From 1867, when Canada was founded, until 1949, the Judicial Committee of the Privy Council, empanelled from members of the House of Lords, was Canada’s final court of appeal. The highest judicial tribunal of England, known to us simply as the House of Lords, was also our highest court. We may therefore be forgiven if we retain a certain sense of propriety in it, a sense that lingers to this day.
We owe a great debt to the work of the judges who have served in the House of Lords. Before 1949 they actively shaped our law and the constitutional parameters of our nation. After 1949 they have continued to influence and assist in the development of Canadian law.
The judges of the House of Lords over the centuries have represented for us the gold standard in judicial reasoning and writing. And although in name part of the legislative branch of governance, they came to epitomise the ideal of judicial independence — an ideal which we have come to view as the cornerstone of the rule of law.
This is the foundation on which the new Supreme Court stands: the highest traditions of judicial decision-making and an unfailing insistence on judicial independence. It is a firm foundation, and I am confident that the new court, in its new constitutional form, will continue to serve and inspire, not only the people of the United Kingdom, but peoples everywhere whose jurisprudence is rooted in the British legal tradition.
The author is the Chief Justice of Canada
JUSTICE KATE O'REGAN of the Constitutional Court of South Africa
On October 1 2009, the Supreme Court will replace the Appellate Committee of the House of Lords as the final court of appeal in the United Kingdom for civil cases, and as the final court of appeal in criminal cases from England, Northern Ireland and Wales. Although the court will take over some functions from the Judicial Committee of the Privy Council (those concerning devolution), the work to be performed by the Supreme Court is by and large the work that has been performed by the law lords. With only two exceptions, the very judges who sat as law lords will now sit as members of the 12-judge Supreme Court. One might be forgiven for wondering what is changing.
Viewed from South Africa, a country still freshly alive to the possibilities and meaning of constitutional change, the new Supreme Court is a tangible representation of what has been apparent from the Law Reports of the United Kingdom particularly since the celebrated decision of the House of Lords in Ridge v Baldwin. An ever-lengthening line of public law decisions, admired and cited around the Commonwealth, establishes principles of public law based on fairness, reasonableness and more recently, proportionality. Underlying this jurisprudence is the deep constitutional principle that courts, as a separate arm of government, must protect the rights of citizens against abuse. The adoption of the Human Rights Act in 1998 endorsed this principle and since October 2000, when it came into force, the Act has given rise to a rich jurisprudence on the protection of citizen's rights.
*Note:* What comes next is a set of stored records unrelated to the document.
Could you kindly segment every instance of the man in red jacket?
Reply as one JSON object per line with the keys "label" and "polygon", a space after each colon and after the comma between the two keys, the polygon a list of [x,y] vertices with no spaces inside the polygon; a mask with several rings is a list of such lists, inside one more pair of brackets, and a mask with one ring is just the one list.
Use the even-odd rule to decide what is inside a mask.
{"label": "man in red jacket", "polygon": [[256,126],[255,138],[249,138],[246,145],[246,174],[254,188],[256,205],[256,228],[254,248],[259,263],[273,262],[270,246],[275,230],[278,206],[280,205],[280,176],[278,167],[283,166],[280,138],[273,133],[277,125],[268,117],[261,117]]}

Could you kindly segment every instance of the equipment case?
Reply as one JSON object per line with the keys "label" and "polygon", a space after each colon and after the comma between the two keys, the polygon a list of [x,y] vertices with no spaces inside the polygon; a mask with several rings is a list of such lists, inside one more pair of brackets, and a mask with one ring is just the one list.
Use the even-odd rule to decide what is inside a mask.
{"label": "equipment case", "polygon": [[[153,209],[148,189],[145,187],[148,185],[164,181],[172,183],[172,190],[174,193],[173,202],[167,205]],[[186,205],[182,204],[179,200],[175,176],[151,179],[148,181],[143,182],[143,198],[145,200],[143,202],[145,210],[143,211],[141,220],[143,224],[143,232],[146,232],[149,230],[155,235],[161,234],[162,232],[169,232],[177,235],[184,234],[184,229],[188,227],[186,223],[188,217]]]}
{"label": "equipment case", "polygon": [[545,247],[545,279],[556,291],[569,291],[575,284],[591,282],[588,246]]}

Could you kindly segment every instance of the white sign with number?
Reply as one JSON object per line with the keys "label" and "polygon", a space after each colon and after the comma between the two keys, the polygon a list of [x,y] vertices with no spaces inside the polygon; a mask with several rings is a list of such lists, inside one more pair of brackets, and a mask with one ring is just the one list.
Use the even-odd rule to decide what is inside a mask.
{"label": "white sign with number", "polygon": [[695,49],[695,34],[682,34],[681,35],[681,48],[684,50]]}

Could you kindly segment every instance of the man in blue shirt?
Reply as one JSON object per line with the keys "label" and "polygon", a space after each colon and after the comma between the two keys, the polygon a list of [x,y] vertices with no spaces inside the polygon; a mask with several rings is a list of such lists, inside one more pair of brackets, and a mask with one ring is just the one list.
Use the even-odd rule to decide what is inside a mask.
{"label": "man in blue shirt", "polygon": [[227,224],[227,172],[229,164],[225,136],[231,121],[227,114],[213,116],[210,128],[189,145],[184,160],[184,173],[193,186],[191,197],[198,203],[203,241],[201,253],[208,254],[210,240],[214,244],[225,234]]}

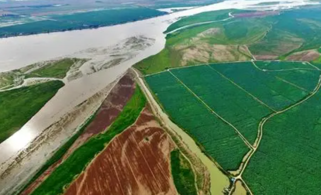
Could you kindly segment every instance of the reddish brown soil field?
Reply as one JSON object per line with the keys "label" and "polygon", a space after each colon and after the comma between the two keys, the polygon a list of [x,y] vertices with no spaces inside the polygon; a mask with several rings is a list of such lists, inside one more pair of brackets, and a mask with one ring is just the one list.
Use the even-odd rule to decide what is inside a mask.
{"label": "reddish brown soil field", "polygon": [[135,88],[135,81],[131,75],[127,74],[123,77],[104,100],[94,120],[76,140],[62,159],[49,167],[21,195],[30,194],[75,150],[92,136],[103,131],[110,125],[134,94]]}
{"label": "reddish brown soil field", "polygon": [[65,195],[177,194],[170,172],[174,145],[145,109],[74,181]]}
{"label": "reddish brown soil field", "polygon": [[233,15],[235,18],[253,18],[253,17],[262,17],[266,16],[276,15],[278,14],[279,12],[276,11],[257,11],[250,13],[236,14]]}
{"label": "reddish brown soil field", "polygon": [[287,58],[287,60],[312,61],[316,60],[320,54],[316,50],[308,50],[292,54]]}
In a sense then substance has preceded form. The new name and the new building, with its elegant Portland stone façade, reflect in form the existing substantive, constitutional arrangements of the United Kingdom far more accurately than the Appellate Committee located deep in the corridors of the legislative arm of government did.
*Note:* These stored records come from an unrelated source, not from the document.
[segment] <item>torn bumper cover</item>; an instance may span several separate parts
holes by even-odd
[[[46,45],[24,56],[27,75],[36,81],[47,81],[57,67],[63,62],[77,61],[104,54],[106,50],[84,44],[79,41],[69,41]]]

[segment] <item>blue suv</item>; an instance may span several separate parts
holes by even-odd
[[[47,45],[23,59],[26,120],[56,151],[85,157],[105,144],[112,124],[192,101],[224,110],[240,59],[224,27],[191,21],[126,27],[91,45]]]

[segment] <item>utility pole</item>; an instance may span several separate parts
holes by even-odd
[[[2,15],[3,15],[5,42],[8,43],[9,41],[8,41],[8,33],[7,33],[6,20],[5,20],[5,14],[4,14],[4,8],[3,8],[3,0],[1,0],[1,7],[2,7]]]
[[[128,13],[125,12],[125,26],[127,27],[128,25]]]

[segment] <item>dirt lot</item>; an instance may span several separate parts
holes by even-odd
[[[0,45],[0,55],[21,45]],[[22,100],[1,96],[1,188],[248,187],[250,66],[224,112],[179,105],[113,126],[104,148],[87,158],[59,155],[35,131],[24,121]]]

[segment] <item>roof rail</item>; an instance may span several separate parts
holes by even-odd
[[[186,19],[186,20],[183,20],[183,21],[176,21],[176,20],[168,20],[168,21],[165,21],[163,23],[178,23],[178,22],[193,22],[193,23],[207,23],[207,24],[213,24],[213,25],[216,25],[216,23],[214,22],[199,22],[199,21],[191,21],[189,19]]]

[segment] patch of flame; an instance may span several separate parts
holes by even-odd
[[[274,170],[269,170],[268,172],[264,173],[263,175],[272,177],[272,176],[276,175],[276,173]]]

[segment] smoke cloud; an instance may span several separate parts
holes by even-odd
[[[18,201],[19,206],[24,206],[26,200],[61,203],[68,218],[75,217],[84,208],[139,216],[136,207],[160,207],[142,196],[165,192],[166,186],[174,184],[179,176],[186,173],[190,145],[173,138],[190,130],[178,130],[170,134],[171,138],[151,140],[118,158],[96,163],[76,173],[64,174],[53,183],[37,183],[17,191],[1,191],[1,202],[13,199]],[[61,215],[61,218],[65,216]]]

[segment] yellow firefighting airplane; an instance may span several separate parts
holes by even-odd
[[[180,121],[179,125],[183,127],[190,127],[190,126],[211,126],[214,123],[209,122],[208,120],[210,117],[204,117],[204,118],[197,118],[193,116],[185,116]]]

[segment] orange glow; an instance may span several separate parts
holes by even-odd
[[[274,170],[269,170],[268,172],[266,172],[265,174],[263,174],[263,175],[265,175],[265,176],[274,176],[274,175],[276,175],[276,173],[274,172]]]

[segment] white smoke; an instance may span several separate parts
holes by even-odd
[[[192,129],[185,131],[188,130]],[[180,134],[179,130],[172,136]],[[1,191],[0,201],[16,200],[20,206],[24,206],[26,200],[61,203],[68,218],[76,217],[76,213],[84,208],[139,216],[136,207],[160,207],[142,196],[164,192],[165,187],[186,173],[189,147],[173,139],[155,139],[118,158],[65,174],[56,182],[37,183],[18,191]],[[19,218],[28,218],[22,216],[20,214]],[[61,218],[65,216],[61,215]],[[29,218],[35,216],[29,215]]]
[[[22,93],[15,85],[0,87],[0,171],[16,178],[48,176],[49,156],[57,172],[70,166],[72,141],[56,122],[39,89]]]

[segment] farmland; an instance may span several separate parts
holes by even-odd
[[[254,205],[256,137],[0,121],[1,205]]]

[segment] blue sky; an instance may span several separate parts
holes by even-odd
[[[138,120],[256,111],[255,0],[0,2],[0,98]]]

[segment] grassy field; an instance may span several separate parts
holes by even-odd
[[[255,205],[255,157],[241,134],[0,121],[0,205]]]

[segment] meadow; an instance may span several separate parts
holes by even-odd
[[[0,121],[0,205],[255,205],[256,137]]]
Yet challenges lie ahead. There is not as yet, and probably will never be, one firm answer to the question: where should the line of judicial authority be drawn? The answer must accommodate two countervailing principles: the first is the duty to protect citizens' rights and the second is the obligation to respect democratic institutions. Courts and lawyers all over the democratic world will look with interest at the answers that the new Supreme Court proposes.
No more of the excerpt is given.